7. Hypothetical Example – TechCo Acquisition Arbitration
Scenario:
Buyer and seller dispute post-closing working capital adjustments, with a $15 million difference due to contested inventory valuation and accrued liabilities.
Tribunal Findings:
Adjustments must follow GAAP-based definitions in the purchase agreement
Seller failed to provide timely supporting documentation
Arbitrators awarded $9 million adjustment in favor of buyer, plus procedural costs
Key Takeaway:
Arbitration ensures binding resolution based on contract-defined methodology and good faith calculations.
IV. Typical Arbitration Claims
Disagreement over working capital or net debt adjustments
Earn-out calculation disputes
Claims for breach of contractual definitions or GAAP obligations
Allegations of misrepresentation or fraud affecting post-closing adjustments
Procedural claims related to notice, review, or arbitration timelines
V. Evidentiary Standards in Arbitration
Arbitrators typically rely on:
Post-closing balance sheets and trial balances
Detailed calculation statements prepared by the buyer or seller
Audited financial statements and supporting schedules
Expert testimony in accounting, valuation, and corporate finance
Contractual definitions, schedules, and annexes
Tribunals distinguish good faith differences in interpretation from intentional misstatement or misconduct.
VI. Remedies Commonly Awarded
Adjustment of purchase price consistent with contract methodology
Interest or late payment for delayed adjustments
Appointment of independent accounting experts to recalculate disputed items
Partial reimbursement of arbitration costs
Enforcement of procedural remedies (e.g., supplemental disclosure or documentation)
Punitive damages are rarely awarded unless fraud is proven.
VII. Risk Allocation and Contractual Lessons
For Buyers
Clearly define working capital, net debt, and earn-out calculations
Include specific dispute resolution clauses and timelines
Require transparent supporting documentation
For Sellers
Maintain accurate books and records
Provide timely post-closing statements
Include contingency provisions to address disputes
For Arbitration Clauses
Define binding accounting and valuation standards
Specify procedural rules, deadlines, and expert appointment mechanisms
Include good faith obligations and clear remedies for non-compliance
VIII. Conclusion
Arbitration disputes over post-closing purchase price adjustments in U.S. mergers highlight the intersection of contractual interpretation, accounting methodology, and corporate governance.

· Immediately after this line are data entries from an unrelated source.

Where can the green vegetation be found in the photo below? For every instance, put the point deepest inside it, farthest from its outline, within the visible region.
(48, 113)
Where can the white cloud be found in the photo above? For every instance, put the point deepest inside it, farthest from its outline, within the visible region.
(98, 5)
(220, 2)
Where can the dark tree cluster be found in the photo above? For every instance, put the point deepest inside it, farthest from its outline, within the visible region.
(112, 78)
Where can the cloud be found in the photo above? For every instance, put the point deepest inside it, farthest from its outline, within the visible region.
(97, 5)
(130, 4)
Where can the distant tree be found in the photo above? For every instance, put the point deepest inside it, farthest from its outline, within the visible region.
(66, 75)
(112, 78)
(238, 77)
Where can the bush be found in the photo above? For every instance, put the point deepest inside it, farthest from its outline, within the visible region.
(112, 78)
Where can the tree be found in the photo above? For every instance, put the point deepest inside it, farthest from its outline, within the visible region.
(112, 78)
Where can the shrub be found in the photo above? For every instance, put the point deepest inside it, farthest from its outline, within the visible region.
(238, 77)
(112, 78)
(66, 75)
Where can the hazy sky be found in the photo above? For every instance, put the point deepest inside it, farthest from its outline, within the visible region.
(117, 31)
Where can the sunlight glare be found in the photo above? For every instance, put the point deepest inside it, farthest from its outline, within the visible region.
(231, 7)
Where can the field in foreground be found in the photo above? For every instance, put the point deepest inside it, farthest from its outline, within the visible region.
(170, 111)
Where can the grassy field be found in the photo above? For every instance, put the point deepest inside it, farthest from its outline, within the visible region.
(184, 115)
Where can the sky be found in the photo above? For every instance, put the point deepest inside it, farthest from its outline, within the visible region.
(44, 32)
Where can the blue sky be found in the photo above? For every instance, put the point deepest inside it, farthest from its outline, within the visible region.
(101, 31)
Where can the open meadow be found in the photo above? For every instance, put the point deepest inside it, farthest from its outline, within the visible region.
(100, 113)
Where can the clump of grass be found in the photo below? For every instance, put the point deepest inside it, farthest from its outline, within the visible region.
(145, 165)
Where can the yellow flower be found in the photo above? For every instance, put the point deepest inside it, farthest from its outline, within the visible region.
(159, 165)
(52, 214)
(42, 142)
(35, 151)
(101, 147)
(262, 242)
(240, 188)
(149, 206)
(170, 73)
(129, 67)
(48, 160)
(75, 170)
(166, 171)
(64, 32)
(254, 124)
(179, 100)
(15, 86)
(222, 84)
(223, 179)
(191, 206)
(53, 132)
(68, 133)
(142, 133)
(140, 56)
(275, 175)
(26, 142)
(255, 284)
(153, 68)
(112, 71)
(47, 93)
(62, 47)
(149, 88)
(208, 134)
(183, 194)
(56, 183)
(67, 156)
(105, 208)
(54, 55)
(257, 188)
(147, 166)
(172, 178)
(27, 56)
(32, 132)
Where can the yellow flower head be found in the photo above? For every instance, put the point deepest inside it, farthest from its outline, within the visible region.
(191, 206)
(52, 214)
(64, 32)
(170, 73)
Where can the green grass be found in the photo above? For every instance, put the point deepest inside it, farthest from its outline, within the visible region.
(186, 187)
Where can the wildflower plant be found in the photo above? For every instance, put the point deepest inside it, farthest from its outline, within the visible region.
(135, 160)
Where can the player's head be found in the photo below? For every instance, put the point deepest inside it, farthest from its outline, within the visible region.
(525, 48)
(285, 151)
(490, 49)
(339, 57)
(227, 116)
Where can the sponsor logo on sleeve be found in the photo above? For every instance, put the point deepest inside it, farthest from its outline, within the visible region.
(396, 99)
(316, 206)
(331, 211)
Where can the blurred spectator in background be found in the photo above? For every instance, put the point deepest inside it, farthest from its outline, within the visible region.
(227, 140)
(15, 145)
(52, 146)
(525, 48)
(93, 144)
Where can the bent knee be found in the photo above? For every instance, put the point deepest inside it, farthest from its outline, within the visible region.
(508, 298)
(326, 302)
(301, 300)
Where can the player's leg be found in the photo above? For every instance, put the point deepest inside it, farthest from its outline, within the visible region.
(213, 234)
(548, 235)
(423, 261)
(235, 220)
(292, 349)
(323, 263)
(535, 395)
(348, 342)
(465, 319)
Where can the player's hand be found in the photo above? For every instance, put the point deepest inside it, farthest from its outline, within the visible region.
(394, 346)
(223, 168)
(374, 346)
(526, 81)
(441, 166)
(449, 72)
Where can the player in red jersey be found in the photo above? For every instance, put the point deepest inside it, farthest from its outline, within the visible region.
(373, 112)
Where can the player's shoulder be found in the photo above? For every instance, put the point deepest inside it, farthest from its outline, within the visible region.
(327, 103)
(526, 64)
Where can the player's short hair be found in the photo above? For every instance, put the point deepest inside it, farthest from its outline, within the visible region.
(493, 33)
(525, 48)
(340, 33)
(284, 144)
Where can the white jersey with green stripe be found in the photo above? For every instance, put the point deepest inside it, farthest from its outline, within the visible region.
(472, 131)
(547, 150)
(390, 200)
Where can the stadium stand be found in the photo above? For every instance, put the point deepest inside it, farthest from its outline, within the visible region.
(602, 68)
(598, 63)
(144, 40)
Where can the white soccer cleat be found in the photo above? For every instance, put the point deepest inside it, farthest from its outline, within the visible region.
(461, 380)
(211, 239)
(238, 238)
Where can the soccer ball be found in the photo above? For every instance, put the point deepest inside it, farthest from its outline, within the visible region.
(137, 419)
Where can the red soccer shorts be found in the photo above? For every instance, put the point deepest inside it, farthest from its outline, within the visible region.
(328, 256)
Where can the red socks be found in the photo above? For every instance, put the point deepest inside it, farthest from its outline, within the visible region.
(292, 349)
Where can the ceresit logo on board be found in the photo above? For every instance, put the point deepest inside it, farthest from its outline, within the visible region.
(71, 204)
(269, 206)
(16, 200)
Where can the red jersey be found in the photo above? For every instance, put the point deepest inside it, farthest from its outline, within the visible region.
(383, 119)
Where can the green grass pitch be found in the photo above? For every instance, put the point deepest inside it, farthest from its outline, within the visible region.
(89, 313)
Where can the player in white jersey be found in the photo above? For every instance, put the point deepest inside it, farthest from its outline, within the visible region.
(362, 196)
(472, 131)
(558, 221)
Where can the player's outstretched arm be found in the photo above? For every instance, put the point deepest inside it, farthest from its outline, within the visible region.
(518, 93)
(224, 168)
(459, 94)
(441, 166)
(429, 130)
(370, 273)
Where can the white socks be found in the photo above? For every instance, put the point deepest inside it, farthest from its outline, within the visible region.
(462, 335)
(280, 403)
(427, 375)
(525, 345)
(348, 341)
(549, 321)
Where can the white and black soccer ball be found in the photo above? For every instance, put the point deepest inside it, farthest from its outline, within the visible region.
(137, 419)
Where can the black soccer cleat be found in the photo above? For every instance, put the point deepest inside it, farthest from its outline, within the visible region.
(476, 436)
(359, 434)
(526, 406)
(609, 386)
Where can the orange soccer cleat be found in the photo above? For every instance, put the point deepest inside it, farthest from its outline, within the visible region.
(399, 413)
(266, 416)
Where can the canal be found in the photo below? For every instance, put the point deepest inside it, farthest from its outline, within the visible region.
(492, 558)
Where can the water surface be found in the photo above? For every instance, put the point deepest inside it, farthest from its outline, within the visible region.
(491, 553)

Lessons from precedent show that:
✔ PPAs must be calculated in strict accordance with contract definitions
✔ Arbitrators prioritize objective calculations, good faith, and procedural compliance
✔ Expert testimony is often critical for complex accounting or valuation issues
✔ Clear contractual drafting and timelines reduce the likelihood of prolonged disputes
As mergers and acquisitions increasingly rely on earn-outs and post-closing adjustments, arbitration remains the primary forum for resolving conflicts over purchase price disputes in a fair, enforceable, and confidential manner.